Professor Jean-Claude Burgelman, the new EU Open Access envoy, stressed that the publication of articles is in fact only a tiny part of the whole ‘research cycle’ which needs to be opened up. Burgelman encouraged the publishing houses to provide services that really help scientists to review, edit, disseminate and interlink their work. The representatives of Elsevier, Wiley and Cambridge University Press view these relatively new tasks as solid opportunities to demonstrate their value for the research community. Bayazit presented the different tools Elsevier is currently offering authors to carefully conduct peer review, to promote inclusion and diversity in book reviews, and to measure the societal impact of their research results via the tool Credit. The Elsevier-tool Key Resources Table enables authors to be transparent about their methodologies and the crafting of their research, so studies can be replicated more easily. Chris Graf from Wiley stressed the complexity of designing tools for presenting and collecting research data, in which the new privacy laws are respected. And Mark Zadrozny, publisher at Cambridge University Press, presented their recently developed preprint platform for the output of social scientists. The plethora of these new tools should probably also inspire the practices of newly designed publishing platforms, which so far – and understandably – focus on the open access publication of articles.

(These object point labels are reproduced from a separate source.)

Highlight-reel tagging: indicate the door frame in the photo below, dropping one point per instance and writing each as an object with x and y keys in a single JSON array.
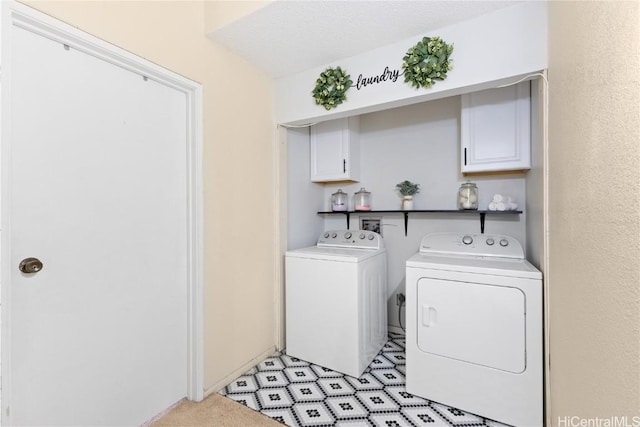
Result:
[{"x": 14, "y": 15}]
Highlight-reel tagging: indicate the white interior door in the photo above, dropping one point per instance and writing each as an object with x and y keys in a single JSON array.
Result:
[{"x": 97, "y": 190}]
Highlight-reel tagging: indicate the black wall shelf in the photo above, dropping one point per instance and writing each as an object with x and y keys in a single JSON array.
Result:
[{"x": 482, "y": 214}]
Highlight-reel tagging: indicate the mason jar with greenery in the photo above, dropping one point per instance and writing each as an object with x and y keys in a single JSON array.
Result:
[{"x": 407, "y": 189}]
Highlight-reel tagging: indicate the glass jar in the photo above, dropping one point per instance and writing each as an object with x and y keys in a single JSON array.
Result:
[
  {"x": 339, "y": 201},
  {"x": 362, "y": 200},
  {"x": 468, "y": 196}
]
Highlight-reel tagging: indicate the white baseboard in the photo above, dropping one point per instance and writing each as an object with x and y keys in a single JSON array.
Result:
[{"x": 216, "y": 387}]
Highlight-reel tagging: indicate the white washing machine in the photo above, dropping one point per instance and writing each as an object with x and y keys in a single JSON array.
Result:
[
  {"x": 336, "y": 300},
  {"x": 474, "y": 327}
]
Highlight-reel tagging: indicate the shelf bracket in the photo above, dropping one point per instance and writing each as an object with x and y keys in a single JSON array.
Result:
[{"x": 406, "y": 223}]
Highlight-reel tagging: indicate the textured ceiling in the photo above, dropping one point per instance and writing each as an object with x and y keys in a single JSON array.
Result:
[{"x": 286, "y": 37}]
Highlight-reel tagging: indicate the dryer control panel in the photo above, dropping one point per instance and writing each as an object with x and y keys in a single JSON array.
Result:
[
  {"x": 485, "y": 245},
  {"x": 358, "y": 239}
]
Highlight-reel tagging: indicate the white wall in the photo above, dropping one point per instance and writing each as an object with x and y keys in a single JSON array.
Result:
[
  {"x": 419, "y": 143},
  {"x": 304, "y": 198},
  {"x": 493, "y": 47}
]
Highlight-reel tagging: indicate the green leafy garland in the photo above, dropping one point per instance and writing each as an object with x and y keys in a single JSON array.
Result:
[
  {"x": 427, "y": 62},
  {"x": 331, "y": 87}
]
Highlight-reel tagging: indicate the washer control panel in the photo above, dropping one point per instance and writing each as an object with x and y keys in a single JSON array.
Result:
[
  {"x": 358, "y": 239},
  {"x": 485, "y": 245}
]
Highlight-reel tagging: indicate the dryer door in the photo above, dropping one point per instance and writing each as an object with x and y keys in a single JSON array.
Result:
[{"x": 472, "y": 323}]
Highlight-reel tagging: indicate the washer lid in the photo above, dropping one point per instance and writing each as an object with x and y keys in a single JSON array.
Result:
[
  {"x": 495, "y": 266},
  {"x": 334, "y": 253}
]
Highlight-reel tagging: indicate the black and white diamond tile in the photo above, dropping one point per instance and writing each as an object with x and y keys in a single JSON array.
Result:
[{"x": 300, "y": 394}]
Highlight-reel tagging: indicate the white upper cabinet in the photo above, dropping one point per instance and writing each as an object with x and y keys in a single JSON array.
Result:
[
  {"x": 335, "y": 150},
  {"x": 496, "y": 129}
]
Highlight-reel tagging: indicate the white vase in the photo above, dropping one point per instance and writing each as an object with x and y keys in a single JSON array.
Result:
[{"x": 407, "y": 203}]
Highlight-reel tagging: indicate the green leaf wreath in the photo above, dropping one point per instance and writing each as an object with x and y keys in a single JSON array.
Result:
[
  {"x": 427, "y": 62},
  {"x": 331, "y": 87}
]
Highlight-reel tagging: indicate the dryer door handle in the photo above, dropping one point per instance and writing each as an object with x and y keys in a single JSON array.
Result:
[{"x": 429, "y": 315}]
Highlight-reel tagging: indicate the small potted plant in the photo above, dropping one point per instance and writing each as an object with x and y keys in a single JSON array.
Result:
[{"x": 408, "y": 189}]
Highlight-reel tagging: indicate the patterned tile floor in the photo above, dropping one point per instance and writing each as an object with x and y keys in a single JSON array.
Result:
[{"x": 298, "y": 393}]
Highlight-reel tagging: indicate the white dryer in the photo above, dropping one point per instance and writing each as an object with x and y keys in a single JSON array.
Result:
[
  {"x": 336, "y": 300},
  {"x": 474, "y": 327}
]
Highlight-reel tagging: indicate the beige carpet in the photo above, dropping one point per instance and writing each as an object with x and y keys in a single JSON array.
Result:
[{"x": 214, "y": 411}]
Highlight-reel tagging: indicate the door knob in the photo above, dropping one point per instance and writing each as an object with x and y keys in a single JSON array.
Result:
[{"x": 30, "y": 265}]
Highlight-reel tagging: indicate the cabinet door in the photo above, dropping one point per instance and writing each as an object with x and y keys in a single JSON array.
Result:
[
  {"x": 496, "y": 129},
  {"x": 335, "y": 154}
]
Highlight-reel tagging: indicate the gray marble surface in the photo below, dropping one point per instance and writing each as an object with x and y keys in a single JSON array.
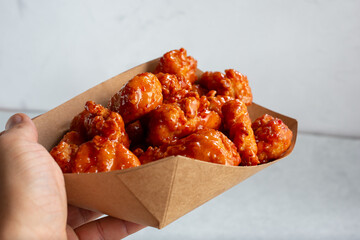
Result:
[{"x": 302, "y": 59}]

With these services, publishing houses and platforms could assist researchers to increase integrity and to ensure the high quality of their work. Moreover, these tools, designed by high-quality publishers, were also presented as safe instruments for researchers in their worldwide combat against predatory journals, fraud, research espionage and fake news. They were also presented as tools against the increasing dominance of Google, Apple and Facebook in gathering publicly funded and privacy sensitive (research) data. Still, at the same time, one could wonder if that very criticism of gathering research data could not be applied to these commercial publishing houses. Maybe that debate can be conducted during the next conference in January 2021, when Plan S will finally be applied.